A minha mão colheu algumas flores
Que dei à doce amada, pela vida,
Porém, não foi um roseiral de amores,
Pois sofri tanto pela rude lida,
Mistério que entendi depois de horrores
De sofrimentos d’alma combalida,
Porque não respeitei os semelhantes,
Tendo voltado aqui pior que antes.
Agora, já me arrisco a vir contar
O que tramei, na Terra, o tempo todo,
As flores que colhi deram lugar
A espinhos que espalhei ali, a rodo,
E todo o mal que fiz foi devagar,
Passando para os outros tal denodo,
Que fizeram herói quem escorchava:
Por cima, a cinza quieta esconde a lava.
Era meu sócio um ser pobre e mesquinho,
Que incentivava o luxo, em grandes festas.
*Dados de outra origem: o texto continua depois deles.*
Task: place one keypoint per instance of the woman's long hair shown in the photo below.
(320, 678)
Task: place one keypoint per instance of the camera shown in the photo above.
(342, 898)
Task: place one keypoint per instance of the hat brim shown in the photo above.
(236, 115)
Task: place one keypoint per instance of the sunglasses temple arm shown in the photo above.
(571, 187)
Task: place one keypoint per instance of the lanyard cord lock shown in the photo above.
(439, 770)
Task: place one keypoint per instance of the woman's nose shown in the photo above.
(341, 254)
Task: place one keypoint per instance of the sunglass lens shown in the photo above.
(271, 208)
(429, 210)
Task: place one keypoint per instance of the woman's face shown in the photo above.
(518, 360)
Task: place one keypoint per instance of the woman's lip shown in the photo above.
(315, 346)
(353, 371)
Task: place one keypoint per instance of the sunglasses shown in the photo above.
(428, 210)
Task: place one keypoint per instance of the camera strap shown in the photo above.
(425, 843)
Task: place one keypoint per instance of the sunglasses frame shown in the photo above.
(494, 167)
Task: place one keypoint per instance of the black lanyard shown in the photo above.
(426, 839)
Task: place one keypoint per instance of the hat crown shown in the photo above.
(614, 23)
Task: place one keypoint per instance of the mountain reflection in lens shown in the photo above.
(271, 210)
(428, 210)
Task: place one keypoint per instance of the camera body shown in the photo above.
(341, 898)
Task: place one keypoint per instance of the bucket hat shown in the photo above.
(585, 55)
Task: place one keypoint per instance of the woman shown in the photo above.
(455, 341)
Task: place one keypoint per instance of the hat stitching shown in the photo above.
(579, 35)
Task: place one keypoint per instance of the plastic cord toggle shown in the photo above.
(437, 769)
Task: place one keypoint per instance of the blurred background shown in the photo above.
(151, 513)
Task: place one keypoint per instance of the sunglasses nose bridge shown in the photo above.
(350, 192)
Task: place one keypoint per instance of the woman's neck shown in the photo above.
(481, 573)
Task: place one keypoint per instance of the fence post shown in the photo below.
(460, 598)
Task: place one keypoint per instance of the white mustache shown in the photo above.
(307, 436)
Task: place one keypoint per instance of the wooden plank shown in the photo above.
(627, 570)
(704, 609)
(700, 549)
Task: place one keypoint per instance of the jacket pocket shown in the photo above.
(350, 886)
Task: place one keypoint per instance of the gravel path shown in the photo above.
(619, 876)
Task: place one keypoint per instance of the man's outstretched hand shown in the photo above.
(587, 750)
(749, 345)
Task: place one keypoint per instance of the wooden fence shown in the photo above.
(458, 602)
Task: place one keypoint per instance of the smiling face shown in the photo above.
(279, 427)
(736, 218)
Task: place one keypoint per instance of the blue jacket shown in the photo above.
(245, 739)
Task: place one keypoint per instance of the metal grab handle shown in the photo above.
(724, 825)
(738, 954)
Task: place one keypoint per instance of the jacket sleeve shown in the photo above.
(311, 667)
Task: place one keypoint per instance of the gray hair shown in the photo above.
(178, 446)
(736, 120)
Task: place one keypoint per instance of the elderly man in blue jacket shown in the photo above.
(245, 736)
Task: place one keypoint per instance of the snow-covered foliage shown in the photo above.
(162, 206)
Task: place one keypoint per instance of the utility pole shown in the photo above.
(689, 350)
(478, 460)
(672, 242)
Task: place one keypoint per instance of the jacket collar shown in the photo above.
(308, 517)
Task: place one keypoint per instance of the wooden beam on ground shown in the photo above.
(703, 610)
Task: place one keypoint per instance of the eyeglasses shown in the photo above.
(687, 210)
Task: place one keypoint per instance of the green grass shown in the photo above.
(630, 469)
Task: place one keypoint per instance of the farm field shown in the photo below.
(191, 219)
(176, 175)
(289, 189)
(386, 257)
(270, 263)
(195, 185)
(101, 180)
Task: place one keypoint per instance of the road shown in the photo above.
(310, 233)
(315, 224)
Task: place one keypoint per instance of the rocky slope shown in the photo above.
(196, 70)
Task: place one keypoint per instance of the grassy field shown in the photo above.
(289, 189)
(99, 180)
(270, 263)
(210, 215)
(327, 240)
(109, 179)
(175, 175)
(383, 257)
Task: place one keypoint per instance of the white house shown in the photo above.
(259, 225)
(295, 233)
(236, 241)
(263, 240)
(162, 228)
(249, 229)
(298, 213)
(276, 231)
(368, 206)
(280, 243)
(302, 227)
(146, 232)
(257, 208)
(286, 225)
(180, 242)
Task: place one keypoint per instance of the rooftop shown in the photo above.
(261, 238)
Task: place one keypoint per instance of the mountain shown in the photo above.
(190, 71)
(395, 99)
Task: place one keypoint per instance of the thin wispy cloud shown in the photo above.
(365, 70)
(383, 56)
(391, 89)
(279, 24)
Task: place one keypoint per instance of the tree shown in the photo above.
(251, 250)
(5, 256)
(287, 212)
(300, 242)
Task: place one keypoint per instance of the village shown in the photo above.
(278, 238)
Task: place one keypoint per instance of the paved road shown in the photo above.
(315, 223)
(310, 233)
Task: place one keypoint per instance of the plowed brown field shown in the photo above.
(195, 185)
Queria persuadir-me que o caminho
Passava, obrigatório, nas florestas
Dos crimes contra o erário do vizinho,
Mas tais ações aqui são indigestas,
De sorte que o rapaz não tem sossego,
Porque conserva ao ouro forte apego.
Nem tudo está perdido p’ro coitado,
Porque lhe tenho afeto, mesmo assim.
Eu julgo estar, agora, noutro estado,
Porque já percebeu quanto ruim
Foi o procedimento desse lado,
Que lhe acabou causando o triste fim:
Apela p’ro Senhor tenha piedade
E pensa só fazer o que lhe agrade.
Eu mesmo conquistei o meu direito
De vir curtir a dor nesta “Escolinha”,
Depois de compreender que é com respeito
Aos outros quanta paz n’alma se aninha,
Tendo assinado o compromisso: — “Aceito
Permanecer no estudo, em dura linha,
Até que se supere todo o mal,
Seguindo da Doutrina esse ideal.”
Eu rezo aqui por ele, todo dia,
A ver se lhe transmito a minha paz.
Se lá pudesse ir, eu bem iria,
Para reconfortar o meu rapaz,
Mas não posso exercer filantropia,
Pois controlar o mal não sou capaz:
As vibrações que emito donde estou
Não mostram realmente quem eu sou.
Faço a poesia, sim, com sacrifício,
Mas levo para a luz, com muito agrado.
Eu sei que vão dizer: — “Mas que estrupício.;
Ao menos, cá viesse melhorado.”
Mas quero surpreendê-los nesse vício
De tudo desgostar, se o tal recado
Aponta p’ro mistério e diz: — “Querido,
Dizes que estás tão bem, mas eu duvido!”
Preciso agradecer agora ao moço,
Que veio tão em dores(1) para o verso.
Queria a boa fruta sem caroço,
Mas o meu tema esteve mui diverso,
De sorte que o poema é leve esboço,
Puxando fortemente p’ro perverso.
Enquanto a rima extraio a marretada,
Eu sinto que a poesia é quase nada.
A turma que faz versos lhe promete
Unir-se em preces, a partir de agora.
Ainda “pintaremos nosso sete”,
Que a lei do amor no etéreo mais vigora.
Em sendo assim, espero que não vete
A rude rima, à vista da demora.
Aos poucos, todos vamos para o Alto
À custa de um ou outro sobressalto.
Se, acaso, o nosso amigo piorar,
Que o corpo do encarnado está p’ra isso,
Não queira vir ao posto trabalhar,
Porque aceitou um dia o compromisso.
Alguém há de ocupar o seu lugar,
Pois não dá conta um só deste serviço.
Eleve os pensamentos a Jesus,
P’ra receber em bênçãos doce luz.
(1) Sofria este médium um ataque de embolia pulmonar. O texto seguinte, “Reacendendo as esperanças”, me foi ditado na UTI do Hospital de Santa Bárbara d’Oeste.